Who by? he wonders. Bluhm, or another of her lovers? Quayle never called her Tess. Nor did Ghita, as far as Woodrow knew.

"You simply can't go on expressing yourself so freely. Your opinions."

And then the passage he has prepared in advance, the one that reminds her of her duty as the responsible wife of a serving diplomat. But he never reaches the end of it. The word "duty" has stung her into action.

"Sandy, my duty is to Africa. What's yours?"

He is surprised to have to answer for himself. "To my country, if you'll allow me to be pompous. As Justin's is. To my Service and my Head of Mission. Does that answer you?"

"You know it doesn't. Not nearly. It's miles off."

"How would I know anything of the kind?"

"I thought you might have come to talk to me about the riveting documents I gave you."

"No, Tessa, I did not. I came here to ask you to stop shooting your mouth off about the misdoings of the Moi government in front of every Tom, Dick and Harry in Nairobi. I came here to ask you to be one of the team for a change, instead of — oh, finish the sentence for yourself," he ends rudely.

Would I have talked to her like that if I'd known she was pregnant?
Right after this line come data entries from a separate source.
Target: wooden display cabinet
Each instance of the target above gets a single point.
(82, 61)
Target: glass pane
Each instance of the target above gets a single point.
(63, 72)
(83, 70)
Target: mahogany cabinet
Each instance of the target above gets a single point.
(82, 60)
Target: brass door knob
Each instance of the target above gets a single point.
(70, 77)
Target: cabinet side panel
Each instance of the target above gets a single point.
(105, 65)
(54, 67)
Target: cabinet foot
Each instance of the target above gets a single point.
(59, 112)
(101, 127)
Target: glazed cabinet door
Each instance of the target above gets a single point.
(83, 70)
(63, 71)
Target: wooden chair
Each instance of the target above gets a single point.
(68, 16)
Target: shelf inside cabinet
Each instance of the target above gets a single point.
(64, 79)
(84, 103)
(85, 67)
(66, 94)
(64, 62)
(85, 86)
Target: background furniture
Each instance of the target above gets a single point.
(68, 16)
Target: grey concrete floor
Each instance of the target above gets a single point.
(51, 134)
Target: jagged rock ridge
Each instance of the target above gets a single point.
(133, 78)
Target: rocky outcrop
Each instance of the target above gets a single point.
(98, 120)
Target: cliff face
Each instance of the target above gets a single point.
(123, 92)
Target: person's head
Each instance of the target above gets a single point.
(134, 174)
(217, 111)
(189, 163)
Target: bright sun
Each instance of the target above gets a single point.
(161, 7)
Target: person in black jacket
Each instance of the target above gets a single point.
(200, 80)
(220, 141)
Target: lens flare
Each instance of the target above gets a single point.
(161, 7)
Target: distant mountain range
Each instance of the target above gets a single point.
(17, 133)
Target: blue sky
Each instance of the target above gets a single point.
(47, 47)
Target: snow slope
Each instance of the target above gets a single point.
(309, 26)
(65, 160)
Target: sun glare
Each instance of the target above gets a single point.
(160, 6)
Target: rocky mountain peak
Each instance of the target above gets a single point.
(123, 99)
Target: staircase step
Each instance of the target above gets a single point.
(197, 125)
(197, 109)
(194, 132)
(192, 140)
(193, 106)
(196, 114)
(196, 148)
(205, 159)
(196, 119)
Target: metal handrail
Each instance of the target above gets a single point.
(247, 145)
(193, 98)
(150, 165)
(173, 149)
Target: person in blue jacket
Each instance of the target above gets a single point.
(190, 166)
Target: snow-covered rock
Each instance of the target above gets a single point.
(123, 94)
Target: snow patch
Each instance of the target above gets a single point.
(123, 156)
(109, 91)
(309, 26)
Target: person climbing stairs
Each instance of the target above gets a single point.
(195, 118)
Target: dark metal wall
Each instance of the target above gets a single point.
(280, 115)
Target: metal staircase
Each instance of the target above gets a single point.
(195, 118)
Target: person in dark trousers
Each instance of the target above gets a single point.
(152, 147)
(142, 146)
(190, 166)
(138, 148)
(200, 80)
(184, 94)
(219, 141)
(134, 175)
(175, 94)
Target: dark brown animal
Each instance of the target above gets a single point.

Probably not so baldly. But I would have talked to her. Did I guess that she was pregnant while I tried not to notice her naked silhouette? No. I was wanting her beyond bearing, as she could tell by the altered state of my voice and the stiltedness of my movements.

"So you mean you haven't read them?" she says, sticking determinedly to the subject of the documents. "You'll be telling me in a minute that you haven't had time."

"Of course I've read them."

"And what did you make of them when you'd read them, Sandy?"

"They tell me nothing I don't know, and nothing I can do anything about."

"Now Sandy, that's very negative of you. It's worse. It's pusillanimous. Why can't you do anything about them?"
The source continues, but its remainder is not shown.